Een veel gehoorde uitroep hier thuis is: 'Maaaamaaaa, waar bént u?' 'Hier!' roep ik dan. 'Waar is hier?' En na concrete instructies komt er een kind aanstappen dat iets héél belangrijks heeft te vertellen tegen mama. Of iets wil laten zien. Nu! Maar waar is mama?
Soms ben ik was aan het opruimen op de slaapkamers. Of ik zit op de wc (dan komen ze dus niet binnen). Soms hang ik even uitgeteld op de bank (en heb ik dus eigenlijk écht geen zin om naar hun stoepkrijt te komen kijken). Soms echter ben ik wel in het zicht maar merk ik dat ik een hele poos niet in beeld ben. Dan krijg je dit soort conversaties:
'Mag ik een ijsje?'
Ja hoor, als je het even zelf pakt.
'Echt, mag ik een ijsje?' (stralend bekkie)
O wacht, je hebt er net ook al een op. Nee, dan mag het natuurlijk niet.
'Maar u zei dat het mocht!'
Of ik op dat moment in een boek verdiept ben, in gedachten verzonken of in een Whats'app gesprek verwikkeld ben maakt niet zoveel uit. Ik ben er even niet!
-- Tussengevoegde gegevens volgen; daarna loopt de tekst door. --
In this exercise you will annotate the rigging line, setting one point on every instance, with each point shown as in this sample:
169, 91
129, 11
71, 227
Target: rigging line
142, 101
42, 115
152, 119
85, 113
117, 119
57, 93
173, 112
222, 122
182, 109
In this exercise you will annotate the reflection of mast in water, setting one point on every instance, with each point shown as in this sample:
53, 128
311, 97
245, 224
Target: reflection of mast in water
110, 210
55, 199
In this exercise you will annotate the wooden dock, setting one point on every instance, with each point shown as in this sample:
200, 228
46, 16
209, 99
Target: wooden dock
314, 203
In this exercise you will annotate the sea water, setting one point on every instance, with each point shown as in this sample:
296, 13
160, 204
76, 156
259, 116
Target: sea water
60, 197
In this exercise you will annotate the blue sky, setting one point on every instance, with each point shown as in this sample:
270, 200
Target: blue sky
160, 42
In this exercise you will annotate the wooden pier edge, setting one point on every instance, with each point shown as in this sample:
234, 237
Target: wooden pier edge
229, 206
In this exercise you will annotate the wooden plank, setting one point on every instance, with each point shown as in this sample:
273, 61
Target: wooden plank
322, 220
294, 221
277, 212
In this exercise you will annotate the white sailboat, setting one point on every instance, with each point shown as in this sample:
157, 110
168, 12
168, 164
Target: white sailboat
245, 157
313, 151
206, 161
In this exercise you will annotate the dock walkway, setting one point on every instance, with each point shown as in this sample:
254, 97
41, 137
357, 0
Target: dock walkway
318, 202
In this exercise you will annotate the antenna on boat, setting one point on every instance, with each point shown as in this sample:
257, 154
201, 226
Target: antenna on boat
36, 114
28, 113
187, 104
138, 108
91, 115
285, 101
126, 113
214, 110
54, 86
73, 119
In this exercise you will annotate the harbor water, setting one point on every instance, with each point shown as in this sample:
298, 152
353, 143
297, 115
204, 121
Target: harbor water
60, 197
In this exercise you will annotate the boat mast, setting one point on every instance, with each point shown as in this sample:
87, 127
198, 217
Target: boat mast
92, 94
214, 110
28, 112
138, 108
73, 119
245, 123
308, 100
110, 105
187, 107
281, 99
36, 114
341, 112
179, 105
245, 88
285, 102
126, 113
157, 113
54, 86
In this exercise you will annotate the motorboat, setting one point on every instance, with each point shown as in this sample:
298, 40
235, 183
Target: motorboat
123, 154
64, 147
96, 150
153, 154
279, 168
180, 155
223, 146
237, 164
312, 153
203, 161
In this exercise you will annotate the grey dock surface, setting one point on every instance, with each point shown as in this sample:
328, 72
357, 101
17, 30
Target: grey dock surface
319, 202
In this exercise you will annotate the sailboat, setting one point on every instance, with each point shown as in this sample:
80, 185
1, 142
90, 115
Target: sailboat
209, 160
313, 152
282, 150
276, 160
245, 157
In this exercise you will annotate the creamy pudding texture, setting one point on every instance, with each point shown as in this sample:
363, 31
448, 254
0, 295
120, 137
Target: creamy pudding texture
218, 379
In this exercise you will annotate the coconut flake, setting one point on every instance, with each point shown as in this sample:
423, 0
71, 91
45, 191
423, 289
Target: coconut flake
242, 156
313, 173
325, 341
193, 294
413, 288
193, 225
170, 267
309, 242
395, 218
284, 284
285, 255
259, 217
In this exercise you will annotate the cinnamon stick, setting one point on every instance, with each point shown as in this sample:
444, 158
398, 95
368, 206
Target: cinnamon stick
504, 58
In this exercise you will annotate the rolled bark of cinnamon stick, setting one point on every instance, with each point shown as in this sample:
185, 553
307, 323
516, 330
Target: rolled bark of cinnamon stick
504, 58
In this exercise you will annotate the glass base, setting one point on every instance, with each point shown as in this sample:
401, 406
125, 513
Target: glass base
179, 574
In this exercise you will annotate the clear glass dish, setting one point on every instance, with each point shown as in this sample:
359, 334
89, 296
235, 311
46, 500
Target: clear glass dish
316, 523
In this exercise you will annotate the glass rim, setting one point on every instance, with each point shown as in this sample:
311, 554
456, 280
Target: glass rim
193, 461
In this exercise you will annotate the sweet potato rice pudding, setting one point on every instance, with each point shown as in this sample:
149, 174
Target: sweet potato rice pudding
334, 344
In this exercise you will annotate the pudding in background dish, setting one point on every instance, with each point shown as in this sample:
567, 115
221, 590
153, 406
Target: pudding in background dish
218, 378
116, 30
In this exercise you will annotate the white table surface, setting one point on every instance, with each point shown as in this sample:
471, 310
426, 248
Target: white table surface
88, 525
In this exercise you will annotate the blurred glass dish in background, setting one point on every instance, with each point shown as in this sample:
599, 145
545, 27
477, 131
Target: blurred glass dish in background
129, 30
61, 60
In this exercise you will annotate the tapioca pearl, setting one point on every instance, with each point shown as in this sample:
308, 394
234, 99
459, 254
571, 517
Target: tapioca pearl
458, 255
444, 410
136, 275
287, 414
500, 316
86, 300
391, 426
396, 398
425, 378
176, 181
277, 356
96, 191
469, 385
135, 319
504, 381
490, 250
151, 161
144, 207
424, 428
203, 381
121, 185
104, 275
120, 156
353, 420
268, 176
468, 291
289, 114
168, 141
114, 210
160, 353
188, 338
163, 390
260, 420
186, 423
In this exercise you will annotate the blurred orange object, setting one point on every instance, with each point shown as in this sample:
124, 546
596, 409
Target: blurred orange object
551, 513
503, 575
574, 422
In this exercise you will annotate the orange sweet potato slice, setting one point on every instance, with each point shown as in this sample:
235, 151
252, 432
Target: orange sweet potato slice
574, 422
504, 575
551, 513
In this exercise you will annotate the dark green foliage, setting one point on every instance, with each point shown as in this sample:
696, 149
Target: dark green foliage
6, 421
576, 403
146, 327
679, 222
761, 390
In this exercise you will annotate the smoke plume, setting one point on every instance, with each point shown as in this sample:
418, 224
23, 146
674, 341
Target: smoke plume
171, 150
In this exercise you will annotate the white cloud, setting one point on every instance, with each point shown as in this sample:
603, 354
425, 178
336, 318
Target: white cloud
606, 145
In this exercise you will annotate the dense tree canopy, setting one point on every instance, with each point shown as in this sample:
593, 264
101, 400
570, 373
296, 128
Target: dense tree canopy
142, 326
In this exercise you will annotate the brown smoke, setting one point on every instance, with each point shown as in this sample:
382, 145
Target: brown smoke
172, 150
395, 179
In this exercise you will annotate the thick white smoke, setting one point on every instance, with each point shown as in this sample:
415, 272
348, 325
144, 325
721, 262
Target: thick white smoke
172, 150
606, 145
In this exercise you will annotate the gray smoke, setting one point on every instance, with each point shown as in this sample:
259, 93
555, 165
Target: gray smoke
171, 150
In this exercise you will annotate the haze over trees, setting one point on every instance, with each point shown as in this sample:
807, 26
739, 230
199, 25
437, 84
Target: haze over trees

Er zijn van die dagen dat ik er heel veel niet echt ben. Als ik moe ben, of druk. Ik race door het huis om alles nog een beetje ordelijk te houden, iedereen krijgt te eten en komt op tijd op school (of net niet), maar in elk geval gaat het voor mijn gevoel allemaal nog best wel goed. Maar keer op keer valt het me op dat de kinderen aan me merken dat ik er niet echt bij ben. Dat ik er niet echt voor hén ben. Ze mopperen een beetje. Trekken mijn aandacht op allerlei manieren. Wat mist is connectie.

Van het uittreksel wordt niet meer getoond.